Neural Ranking: DSMM, DRMM, K-NRM, Conv-KNRM

Why Apply Deep Learning in Search Engine?

More features, more complex combination of weight and features, less hand-crafted features and functions.

DSMM
DRMM
K-NRM
Conv-KNRM
Summary

DSMM

Motivation

Representation: solve query vocabulary mismatch, represent text in concept based space
Loss: \begin{equation} L(*) = −\log\prod{\Pr(D^+|Q)} \end{equation} Where \begin{equation} \Pr(D│Q) = \frac{exp⁡(\lambda R(Q, D))} { \sum_{D^′ \in D} exp⁡(\lambda R(Q,D^′) } \end{equation}
Use 500k term -> 30k trigram hashing vector
- Robust to the out of vocabulary problem
- Low collision rate: 22 out of 500k terms
The hashed representation captures the orthographic (continuous term representation) similarity
- Spelling
- Hyphenation
- Misspell
- Case
- But not conceptual similarity
After projection, use cosine similarity between the 128 len query qtf representation and document tf representation.
How training data are selected:
- Use query log, The relevant are clicked, non-relevant are sampled from top N
- Use pairwise training
  - Can’t use pointwise/listwise due to accuracy
- Minimize lose function: only consider the positive samples
- Different from our target:
  - If there are many pairs, it tend to give higher score to clicked documents.
Drawbacks:
- Better than BM25, this is not surprising, supervised > unsupervised
- Just re-rank top 15 documents, not robust
- No idf or document length considered, only tf considered.

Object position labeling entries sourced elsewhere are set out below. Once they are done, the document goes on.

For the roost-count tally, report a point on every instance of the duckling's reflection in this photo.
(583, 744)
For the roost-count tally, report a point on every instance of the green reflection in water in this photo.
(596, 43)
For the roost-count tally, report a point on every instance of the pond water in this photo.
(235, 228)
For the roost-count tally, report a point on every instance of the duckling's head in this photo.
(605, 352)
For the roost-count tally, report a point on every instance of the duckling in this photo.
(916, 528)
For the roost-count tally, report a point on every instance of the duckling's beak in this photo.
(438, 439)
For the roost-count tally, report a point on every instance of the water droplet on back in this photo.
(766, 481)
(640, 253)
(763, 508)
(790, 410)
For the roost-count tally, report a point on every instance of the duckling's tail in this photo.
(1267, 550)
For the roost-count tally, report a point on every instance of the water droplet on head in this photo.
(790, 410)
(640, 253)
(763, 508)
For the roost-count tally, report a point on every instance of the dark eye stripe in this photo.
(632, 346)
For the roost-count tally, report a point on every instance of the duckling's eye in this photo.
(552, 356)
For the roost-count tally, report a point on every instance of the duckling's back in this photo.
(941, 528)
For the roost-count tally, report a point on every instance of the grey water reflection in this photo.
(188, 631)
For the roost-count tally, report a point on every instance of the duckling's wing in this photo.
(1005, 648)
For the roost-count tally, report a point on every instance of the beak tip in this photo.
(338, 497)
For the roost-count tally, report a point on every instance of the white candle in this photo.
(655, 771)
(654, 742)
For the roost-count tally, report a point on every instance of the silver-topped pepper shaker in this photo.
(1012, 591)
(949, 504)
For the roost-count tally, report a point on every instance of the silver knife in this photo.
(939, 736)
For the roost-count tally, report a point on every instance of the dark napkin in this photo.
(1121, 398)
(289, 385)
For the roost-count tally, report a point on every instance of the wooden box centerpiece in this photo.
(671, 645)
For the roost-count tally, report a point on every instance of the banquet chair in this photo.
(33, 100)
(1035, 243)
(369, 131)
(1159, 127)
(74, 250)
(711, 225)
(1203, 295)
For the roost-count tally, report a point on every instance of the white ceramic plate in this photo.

Perhaps not needed to re-rank the top 15 from a stronger ranker, perhaps not needed to re-rank titles.

DRMM

Continuous Representation - Both DSMM, DRMM (word2vec), Why DRMM

Previous continuous representation models ignore the “exact match” strong signal.

Key idea of DRMM & Steps

Firstly use Word2Vec to present different source of terms: query terms separated with document terms.
Structure:
- -> Embedding layer
- -> Pyramid pooling (Binning)
- -> Feed forward matching to learn the interaction between $(q_i, d_i)$
- -> term gating using idf
- -> sum scores of all the terms (linear combination) \begin{equation} g_i =\frac{ exp⁡(w \cdot idf(q_i)) } { \sum_{j=1}^n exp⁡(w \cdot idf(q_j)) }
  \end{equation} where i is the index for $q_i$ in a query q.
Training:
- Pairwise training with hinge loss, minimize it \begin{equation} L(q, d^+, d^−)= \max⁡(0, 1−s(q, d^+ )+s(q, d^−)) \end{equation}
Evaluation:
- Better than rankSVM
- Should be compared to query expansion? Because used word2vec which input a lot of texts

What’s the similarity and difference for DRMM and old retrieval models?

Same:
- Use tf, idf, log(tf)
- Can tell (represent) exact match of query term and document term
- Use bag-of-words model
- Summation of scores for each query term
Diff:
- Use “bin” value for matches of different quality
- Exact and soft match of query terms and document terms are all represented by continuous representations (word2vec)
- It learns how to combine evidences (non-linear) during the feed forward matching phase. Non-linear combination of match values of different quality (through feed forward matching after pyramid pooling)
- Get interaction patterns for matching using e.g. CNN, hierarchical patterns.

K-NRM

Motivation

More convenient for DRMM - use end-to-end training to train all parts of the model - use a layer to replace the pyramid pooling layer, which is not differentiable.
Use search log data - more than TREC and more noises.
Use as much part as the DRMM

What’s same with DRMM?

Text representation of query and docs

What’s different with DRMM?

Softly count soft-match term frequencies (kernel pooling instead of pyramid pooling)
Embeddings tuned for ad-hoc search - need more training data.
Consistent training (end-to-end)
No idf consider like DRMM (no need for the only top 15 docs from a strong engine result)
Stronger soft-match features (more noise tolerable)
A simpler model with exact-match features - one exact match score for a (q, d) pair.

Architecture of K-NRM:

-> Embedding layer
-> translation layer $(M_{n \times m})$ matrix
-> kernel pooling
- each bin has a kernel that center at the bin’s center, 11 bins->11 kernels
- Each $q_i$ term has a soft-tf score per bin, which is the sum of the kernel on all thet docs that are in this range.
- Thus each $q_i$ has 11 scores after the kernel pooling. Just the same as DRMM’s pyramid pooling output
- Log sum each 11 length vector for all the query terms, finally get 1×11 output. (k=11), there’s only one feature for each kernel
  - Why log sum? Panelize the query terms with few matches.
-> Feed Forward Matching (1 layer NN) (pairwise training)
-> Final score

Training of K-NRM

Exactly the same with DRMM

Performance of K-NRM:

Conv-KNRM > K-NRM > DRMM > RankSVM > DSMM

Why K-NRM is better? The source of effectiveness?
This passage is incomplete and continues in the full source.